Mengapa banyak orang kaya di kota, dan biasanya berpendidikan tinggi, bermental kere atau miskin dan rela menggadaikan harga dirinya?
Mengapa di desa banyak orang miskin, biasanya pendidikannya rendah, punya gengsi atau harga diri sehingga rela mengorbankan bantuan pemerintah yang berhak mereka terima demi mempertahankan harga diri atau harkat dan martabatnya?
Di Jakarta ada fenomena martabak lebih penting ketimbang martabat. Sebaliknya di desa. Ini terjadi karena mungkin kehidupan di kota telah sedemikian kerasnya.
Itulah fenomena paradoksal di kota dan di desa yang membutuhkan penelitian lebih lanjut dari para pakar.
Hanya saja, kaya atau miskin sebenarnya terletak pada mentalitas. Dikutip dari berbagai sumber, orang bermental miskin menghabiskan sebagian besar pendapatannya untuk memenuhi gengsi dan gaya hidup. Mereka tak ragu membelanjakan uangnya untuk membeli barang-barang mewah dan bermerek hanya untuk terlihat ‘wah’ dan borjuis.
Sementara orang bermental kaya tidak peduli akan hal tersebut. Mereka membelanjakan uang untuk hal-hal yang benar-benar menjadi kebutuhan, sehingga bisa menyisihkan penghasilan yang akan semakin menambah pundi-pundi kekayaan mereka.
Orang bermental kaya membeli fungsi, orang bermental miskin membeli gengsi.

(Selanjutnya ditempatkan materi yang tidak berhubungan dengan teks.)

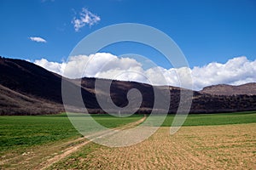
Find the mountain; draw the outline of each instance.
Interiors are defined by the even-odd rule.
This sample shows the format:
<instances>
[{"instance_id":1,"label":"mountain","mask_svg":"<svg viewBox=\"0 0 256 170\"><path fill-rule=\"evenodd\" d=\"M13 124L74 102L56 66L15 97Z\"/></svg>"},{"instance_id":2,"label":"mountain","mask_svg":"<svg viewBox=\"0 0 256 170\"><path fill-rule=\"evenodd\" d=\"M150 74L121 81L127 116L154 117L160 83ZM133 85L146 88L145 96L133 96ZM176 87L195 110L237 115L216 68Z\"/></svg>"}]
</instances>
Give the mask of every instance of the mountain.
<instances>
[{"instance_id":1,"label":"mountain","mask_svg":"<svg viewBox=\"0 0 256 170\"><path fill-rule=\"evenodd\" d=\"M101 95L101 99L107 104L111 105L113 101L119 107L125 107L127 105L133 109L139 107L137 112L143 114L150 113L154 105L154 89L157 90L160 95L166 95L167 91L170 91L171 94L171 102L159 102L157 105L159 110L162 110L169 105L169 113L175 113L180 104L181 88L179 88L153 87L135 82L88 77L62 78L57 74L21 60L0 58L0 115L38 115L65 111L61 96L62 83L70 93L68 100L65 102L71 109L70 111L81 111L84 105L79 102L79 96L73 95L73 92L81 93L83 101L90 113L104 113L97 102L96 94ZM99 89L95 88L96 81L102 85ZM103 89L104 86L108 83L111 83L111 99L108 98L108 93ZM222 89L218 87L207 87L200 92L187 90L194 94L190 112L255 110L254 84L240 86L240 90L237 91L231 88L232 90L225 88L226 95L224 95L224 93L221 93L222 95L218 95L217 93ZM141 92L143 99L141 105L137 105L138 94L130 96L130 102L128 101L127 93L133 88ZM109 105L107 105L107 107ZM131 110L126 111L129 113Z\"/></svg>"},{"instance_id":2,"label":"mountain","mask_svg":"<svg viewBox=\"0 0 256 170\"><path fill-rule=\"evenodd\" d=\"M256 95L256 82L250 82L240 86L218 84L204 88L201 93L213 95Z\"/></svg>"}]
</instances>

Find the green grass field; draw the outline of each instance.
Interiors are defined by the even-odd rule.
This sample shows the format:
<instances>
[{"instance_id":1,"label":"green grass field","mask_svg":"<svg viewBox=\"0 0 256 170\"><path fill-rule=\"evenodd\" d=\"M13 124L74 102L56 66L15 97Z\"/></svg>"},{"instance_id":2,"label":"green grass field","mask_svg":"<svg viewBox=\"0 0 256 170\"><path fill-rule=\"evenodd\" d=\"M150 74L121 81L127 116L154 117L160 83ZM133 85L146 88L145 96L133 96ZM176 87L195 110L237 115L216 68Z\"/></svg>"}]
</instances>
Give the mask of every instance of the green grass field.
<instances>
[{"instance_id":1,"label":"green grass field","mask_svg":"<svg viewBox=\"0 0 256 170\"><path fill-rule=\"evenodd\" d=\"M107 128L116 128L139 120L143 116L119 118L94 115L93 118ZM55 142L81 136L66 113L49 116L0 116L0 155L20 147Z\"/></svg>"},{"instance_id":2,"label":"green grass field","mask_svg":"<svg viewBox=\"0 0 256 170\"><path fill-rule=\"evenodd\" d=\"M107 128L116 128L141 119L134 115L119 118L109 115L94 115L94 119ZM174 116L170 115L163 127L172 125ZM256 122L256 111L189 115L183 126L224 125ZM67 114L51 116L0 116L0 155L20 147L58 141L81 136L73 127Z\"/></svg>"}]
</instances>

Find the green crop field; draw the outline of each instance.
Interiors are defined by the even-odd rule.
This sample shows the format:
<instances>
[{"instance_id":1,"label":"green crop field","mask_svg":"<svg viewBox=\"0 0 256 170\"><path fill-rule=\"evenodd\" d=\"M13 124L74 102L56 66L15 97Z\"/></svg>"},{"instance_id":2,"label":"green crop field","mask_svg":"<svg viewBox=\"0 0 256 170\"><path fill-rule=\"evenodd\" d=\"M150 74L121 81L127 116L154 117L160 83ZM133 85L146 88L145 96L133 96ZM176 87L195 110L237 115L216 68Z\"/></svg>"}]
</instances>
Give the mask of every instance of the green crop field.
<instances>
[{"instance_id":1,"label":"green crop field","mask_svg":"<svg viewBox=\"0 0 256 170\"><path fill-rule=\"evenodd\" d=\"M94 115L92 117L107 128L116 128L139 120L143 116L120 118L109 115ZM79 136L79 133L71 124L66 113L0 116L0 155L6 150Z\"/></svg>"}]
</instances>

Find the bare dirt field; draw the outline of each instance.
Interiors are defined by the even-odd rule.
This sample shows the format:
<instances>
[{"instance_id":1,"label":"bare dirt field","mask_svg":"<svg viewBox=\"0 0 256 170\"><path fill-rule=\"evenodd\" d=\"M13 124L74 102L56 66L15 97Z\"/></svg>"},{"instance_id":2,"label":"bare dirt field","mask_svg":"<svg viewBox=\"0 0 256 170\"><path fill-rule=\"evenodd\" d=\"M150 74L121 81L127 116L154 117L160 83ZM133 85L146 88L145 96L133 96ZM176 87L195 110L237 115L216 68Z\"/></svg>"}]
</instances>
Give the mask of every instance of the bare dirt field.
<instances>
[{"instance_id":1,"label":"bare dirt field","mask_svg":"<svg viewBox=\"0 0 256 170\"><path fill-rule=\"evenodd\" d=\"M90 143L49 169L256 169L256 123L160 128L129 147Z\"/></svg>"}]
</instances>

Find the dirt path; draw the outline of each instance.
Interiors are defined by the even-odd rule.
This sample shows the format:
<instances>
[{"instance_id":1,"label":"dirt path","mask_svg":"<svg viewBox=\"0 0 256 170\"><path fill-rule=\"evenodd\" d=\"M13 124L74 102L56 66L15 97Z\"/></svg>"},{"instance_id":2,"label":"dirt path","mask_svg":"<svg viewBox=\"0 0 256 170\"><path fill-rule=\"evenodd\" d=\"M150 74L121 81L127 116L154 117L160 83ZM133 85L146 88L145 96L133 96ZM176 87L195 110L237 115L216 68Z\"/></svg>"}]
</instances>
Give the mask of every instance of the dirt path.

Saat membeli barang, orang bermental kaya akan lebih mengutamakan fungsi daripada gengsi. Mereka lebih memilih untuk membeli barang yang tidak terlalu mewah namun awet dan berkualitas daripada harus membeli barang bermerek yang harganya melebihi kualitasnya.
Sebaliknya, orang bermental miskin tidak terlalu peduli dengan fungsi karena lebih mengutamakan gengsi. Asal terlihat keren dan ‘wah’, barang mahal pun tetap dibeli.
Alhasil, sambil melancarkan seruputan pamungkas atas kopi yang masih tersisa, tulisan ini pun diakhiri dengan ucapan terima kasih kepada istri, karena di tanggal yang sudah tak muda lagi ini, si cantik itu masih sanggup menyuguhkan secangkir kopi beserta sepiring pisang kepok goreng yang bagi kami tergolong mewah.
Istriku pun bergumam, kaya atau miskin memang soal mentalitas.
Karyudi Sutajah Putra: Pegiat Media, Tinggal di Jakarta.